We are not all the same and as long as there are plenty of options for same-sex couples to have access to adoption services, surely our society’s interests are served without recourse to blanket bans.
(Rev Dr) Thomas J Shields
There is so much about Michael Kelly’s defence of the discrimination practised by St Margaret’s adoption agency that is disgraceful and ludicrous that it is difficult to know where to start in rebuttal.
The National Secular Society has no wish to see the agency close, but merely wants it to obey the law, as Scotland’s other former Catholic adoption agency, St Andrew’s in Edinburgh, has been doing for the past five years.
Why is that so difficult, when St Andrew’s has shown the way, with Cardinal Keith O’Brien’s backing, and in such exemplary fashion?
Let’s imagine that an adoption agency refused to consider applications from prospective adopters purely on the grounds of their Catholic faith and deliberately restricted the pool of prospective parents by excluding Catholics, the law of the land notwithstanding.
The howls of victimhood at the hands of sectarianism would be long and shrill from Peter Kearney in the Scottish Catholic Media Office, and for once they would be completely justified.
That there are other adoption agencies to which such Catholics could be referred is irrelevant.
If Michael Kelly had been writing in a similar vein about Alabama in 1955 and the case of Rosa Parks, then he and St Margaret’s are arguing that she would not have suffered the racial discrimination (that coincidentally kick-started the civil rights movement) if she had been redirected to another bus that allowed black people to sit where they wanted.
That way, she would not have been breaking the Alabama racial segregation law by sitting in a seat reserved for white folks. It is a further shame on Scotland that such an option was expressed in a meeting with the adoption agency by a minister in the Scottish Government.
Michael Kelly’s final assertion that there is a hierarchy of rights at work, with religion at the bottom, is laughable.

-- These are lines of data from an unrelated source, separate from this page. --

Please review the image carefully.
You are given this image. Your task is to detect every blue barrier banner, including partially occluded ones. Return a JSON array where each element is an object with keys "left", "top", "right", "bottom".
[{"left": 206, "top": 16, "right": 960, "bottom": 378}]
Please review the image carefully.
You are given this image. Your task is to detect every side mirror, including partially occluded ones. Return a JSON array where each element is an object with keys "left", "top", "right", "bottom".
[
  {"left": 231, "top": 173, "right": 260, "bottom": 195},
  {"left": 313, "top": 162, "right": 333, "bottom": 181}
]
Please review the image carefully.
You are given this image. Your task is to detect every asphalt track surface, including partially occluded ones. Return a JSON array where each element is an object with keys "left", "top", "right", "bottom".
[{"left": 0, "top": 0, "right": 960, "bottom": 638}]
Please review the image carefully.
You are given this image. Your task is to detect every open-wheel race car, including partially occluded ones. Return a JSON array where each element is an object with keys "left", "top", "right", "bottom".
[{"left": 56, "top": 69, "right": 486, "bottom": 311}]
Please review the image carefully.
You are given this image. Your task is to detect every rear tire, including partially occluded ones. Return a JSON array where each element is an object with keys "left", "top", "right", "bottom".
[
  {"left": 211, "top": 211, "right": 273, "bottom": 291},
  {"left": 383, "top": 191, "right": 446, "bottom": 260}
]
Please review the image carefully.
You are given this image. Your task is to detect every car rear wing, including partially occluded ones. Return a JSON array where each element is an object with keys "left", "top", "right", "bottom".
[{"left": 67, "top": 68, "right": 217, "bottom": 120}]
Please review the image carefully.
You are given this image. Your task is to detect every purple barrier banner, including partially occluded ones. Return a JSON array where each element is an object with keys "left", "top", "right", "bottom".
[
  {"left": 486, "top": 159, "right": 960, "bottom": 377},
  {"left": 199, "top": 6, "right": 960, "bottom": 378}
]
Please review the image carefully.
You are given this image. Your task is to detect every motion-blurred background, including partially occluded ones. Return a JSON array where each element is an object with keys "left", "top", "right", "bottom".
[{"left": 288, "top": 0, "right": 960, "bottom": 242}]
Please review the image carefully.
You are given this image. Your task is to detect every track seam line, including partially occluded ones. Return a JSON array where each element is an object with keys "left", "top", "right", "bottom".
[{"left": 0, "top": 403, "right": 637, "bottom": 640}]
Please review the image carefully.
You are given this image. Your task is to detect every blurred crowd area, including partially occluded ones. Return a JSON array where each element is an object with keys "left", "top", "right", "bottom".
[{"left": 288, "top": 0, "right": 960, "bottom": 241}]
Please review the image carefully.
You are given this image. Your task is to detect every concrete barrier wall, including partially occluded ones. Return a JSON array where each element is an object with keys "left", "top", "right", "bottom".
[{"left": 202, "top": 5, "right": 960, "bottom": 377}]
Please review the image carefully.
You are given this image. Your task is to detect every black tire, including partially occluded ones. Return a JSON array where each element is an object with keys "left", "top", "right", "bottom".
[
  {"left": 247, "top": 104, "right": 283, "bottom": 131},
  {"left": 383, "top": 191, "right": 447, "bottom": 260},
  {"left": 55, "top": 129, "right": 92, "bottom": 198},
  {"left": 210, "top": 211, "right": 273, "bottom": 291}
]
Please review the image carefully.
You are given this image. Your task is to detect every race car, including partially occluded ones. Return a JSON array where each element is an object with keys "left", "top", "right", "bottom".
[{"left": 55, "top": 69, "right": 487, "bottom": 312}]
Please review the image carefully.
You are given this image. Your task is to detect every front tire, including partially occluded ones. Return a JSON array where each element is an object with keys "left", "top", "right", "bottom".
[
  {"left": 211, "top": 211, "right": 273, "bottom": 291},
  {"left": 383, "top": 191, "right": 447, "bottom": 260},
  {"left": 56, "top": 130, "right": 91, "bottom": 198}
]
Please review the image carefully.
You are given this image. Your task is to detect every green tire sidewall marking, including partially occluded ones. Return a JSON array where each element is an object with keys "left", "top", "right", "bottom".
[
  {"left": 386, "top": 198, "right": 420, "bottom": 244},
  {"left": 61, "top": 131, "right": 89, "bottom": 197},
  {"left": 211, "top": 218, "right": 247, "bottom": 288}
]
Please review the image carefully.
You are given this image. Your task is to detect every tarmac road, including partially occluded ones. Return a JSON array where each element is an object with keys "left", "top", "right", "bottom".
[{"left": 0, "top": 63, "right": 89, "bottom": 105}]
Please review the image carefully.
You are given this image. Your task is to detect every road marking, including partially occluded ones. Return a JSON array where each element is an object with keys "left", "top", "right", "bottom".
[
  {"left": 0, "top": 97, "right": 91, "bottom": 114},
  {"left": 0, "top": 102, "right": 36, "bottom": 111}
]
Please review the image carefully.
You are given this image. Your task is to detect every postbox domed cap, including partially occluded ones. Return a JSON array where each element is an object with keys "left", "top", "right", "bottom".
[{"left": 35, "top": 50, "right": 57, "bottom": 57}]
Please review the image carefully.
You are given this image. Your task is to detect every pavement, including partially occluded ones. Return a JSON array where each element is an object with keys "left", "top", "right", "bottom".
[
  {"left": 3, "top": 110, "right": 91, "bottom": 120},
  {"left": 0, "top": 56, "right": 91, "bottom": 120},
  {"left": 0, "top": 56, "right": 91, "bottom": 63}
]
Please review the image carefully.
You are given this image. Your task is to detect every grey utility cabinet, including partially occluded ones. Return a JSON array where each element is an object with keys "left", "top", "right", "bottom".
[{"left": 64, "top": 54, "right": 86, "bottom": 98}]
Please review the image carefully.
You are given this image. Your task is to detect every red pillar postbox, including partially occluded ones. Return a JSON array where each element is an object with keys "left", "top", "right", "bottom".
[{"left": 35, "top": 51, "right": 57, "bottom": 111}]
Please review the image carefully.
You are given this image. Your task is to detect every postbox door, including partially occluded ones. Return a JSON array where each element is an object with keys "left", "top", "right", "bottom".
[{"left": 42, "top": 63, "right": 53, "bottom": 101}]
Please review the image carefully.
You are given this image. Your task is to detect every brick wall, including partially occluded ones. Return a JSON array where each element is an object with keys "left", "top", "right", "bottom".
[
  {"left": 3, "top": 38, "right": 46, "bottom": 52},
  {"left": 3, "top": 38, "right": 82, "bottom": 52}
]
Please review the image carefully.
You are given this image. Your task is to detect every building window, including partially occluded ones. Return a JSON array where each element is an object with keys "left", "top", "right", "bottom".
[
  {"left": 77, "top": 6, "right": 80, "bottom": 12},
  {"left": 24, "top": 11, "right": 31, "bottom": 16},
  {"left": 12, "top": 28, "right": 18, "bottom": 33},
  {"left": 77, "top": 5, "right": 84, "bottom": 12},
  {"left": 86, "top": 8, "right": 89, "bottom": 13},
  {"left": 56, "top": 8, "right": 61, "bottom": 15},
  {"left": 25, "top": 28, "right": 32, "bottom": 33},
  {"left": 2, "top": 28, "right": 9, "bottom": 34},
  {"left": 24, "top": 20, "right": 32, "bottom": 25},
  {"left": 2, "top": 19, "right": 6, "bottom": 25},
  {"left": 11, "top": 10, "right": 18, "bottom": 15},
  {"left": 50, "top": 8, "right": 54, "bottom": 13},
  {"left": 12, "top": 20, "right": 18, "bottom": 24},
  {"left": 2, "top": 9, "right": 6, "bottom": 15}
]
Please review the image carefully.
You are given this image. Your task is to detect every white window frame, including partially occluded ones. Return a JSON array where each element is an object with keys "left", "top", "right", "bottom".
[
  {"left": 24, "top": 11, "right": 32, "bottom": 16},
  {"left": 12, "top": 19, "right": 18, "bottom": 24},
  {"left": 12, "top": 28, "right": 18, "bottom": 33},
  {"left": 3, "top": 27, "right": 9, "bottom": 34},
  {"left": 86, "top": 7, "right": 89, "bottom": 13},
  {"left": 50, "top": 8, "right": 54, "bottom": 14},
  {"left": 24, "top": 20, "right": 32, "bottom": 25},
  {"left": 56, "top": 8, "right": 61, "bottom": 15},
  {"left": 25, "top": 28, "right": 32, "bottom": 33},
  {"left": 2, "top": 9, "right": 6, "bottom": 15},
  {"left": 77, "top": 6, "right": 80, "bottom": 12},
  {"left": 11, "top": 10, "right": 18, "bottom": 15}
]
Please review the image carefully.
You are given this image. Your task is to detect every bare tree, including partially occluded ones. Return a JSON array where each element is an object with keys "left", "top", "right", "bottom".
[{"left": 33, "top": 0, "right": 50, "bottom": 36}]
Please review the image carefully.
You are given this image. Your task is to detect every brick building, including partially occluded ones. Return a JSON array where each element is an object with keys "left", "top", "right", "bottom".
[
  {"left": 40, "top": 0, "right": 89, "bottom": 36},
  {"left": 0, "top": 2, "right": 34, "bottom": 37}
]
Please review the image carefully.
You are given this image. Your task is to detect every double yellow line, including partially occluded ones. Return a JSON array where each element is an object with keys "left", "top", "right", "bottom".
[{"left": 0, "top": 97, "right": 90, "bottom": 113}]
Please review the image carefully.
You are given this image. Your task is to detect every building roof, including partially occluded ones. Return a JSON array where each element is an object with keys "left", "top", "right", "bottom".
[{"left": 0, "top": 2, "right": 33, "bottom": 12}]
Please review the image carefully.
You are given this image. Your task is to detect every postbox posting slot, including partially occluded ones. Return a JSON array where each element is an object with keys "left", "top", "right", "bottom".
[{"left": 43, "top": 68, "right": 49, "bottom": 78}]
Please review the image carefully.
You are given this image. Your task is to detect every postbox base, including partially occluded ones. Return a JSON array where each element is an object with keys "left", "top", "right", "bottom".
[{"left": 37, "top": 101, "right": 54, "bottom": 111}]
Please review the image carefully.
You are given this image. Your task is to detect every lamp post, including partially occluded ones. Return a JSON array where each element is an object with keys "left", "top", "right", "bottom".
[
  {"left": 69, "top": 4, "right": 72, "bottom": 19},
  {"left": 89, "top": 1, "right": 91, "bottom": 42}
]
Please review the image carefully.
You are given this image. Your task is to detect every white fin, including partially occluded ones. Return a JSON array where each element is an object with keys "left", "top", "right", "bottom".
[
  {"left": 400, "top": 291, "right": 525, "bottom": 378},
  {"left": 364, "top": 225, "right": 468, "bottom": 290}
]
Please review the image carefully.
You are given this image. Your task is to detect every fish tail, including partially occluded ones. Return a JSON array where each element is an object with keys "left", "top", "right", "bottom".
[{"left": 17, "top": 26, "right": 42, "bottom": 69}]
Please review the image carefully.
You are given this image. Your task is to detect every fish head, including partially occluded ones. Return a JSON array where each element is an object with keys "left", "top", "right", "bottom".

His interpretation of “religious freedom” seems to be that it must give religious people the freedom to make life intolerable for others. In his world, the persecutors become the persecuted.
National Secular Society
Michael Kelly questions today my statement that research evidence shows clearly that children do as well with same-sex parents as they do with mixed-sex parents.
He cites research by Mark Regnerus as throwing doubt on this. However, the Regnerus study has been widely discredited.
It did not study same-sex couples as parents at all, but rather tried to identify people who might have had a lesbian or gay parent simply by asking them whether they thought their parent had ever had sex with someone of the same sex.
That does not constitute a valid comparison of same-sex and mixed-sex couples’ parenting.
The best way to assess the research in this area is to look at the reviews that have considered it all. For example, earlier this year, the American Sociological Association (ASA), the professional body for researchers in this field, provided an evidence brief on this issue to the US Supreme Court.
It states: “When the social science evidence is exhaustively examined – which the ASA has done – the facts demonstrate that children fare just as well when raised by same-sex parents.”
Michael Kelly claims that many MSPs expressed misgivings about the law allowing same-sex couples jointly to adopt. But after considering the evidence, MSPs unsurprisingly voted for that law by 101 votes to six.
Michael Kelly’s excellent article made clear the way that “gay rights” are crushing all dissent underfoot, through whichever government agency is available.
How has a small campaigning group come to dominate the political and media establishment to this extent?
Could it be that we are run by a generation who largely chose to reject Christian sexual ethics in their own lives, and who therefore now grasp at the opportunity presented by this issue to portray traditional sexual morality in a negative light, thus indirectly justifying themselves?
There are two common responses to those who disturb our conscience: repentance or anger.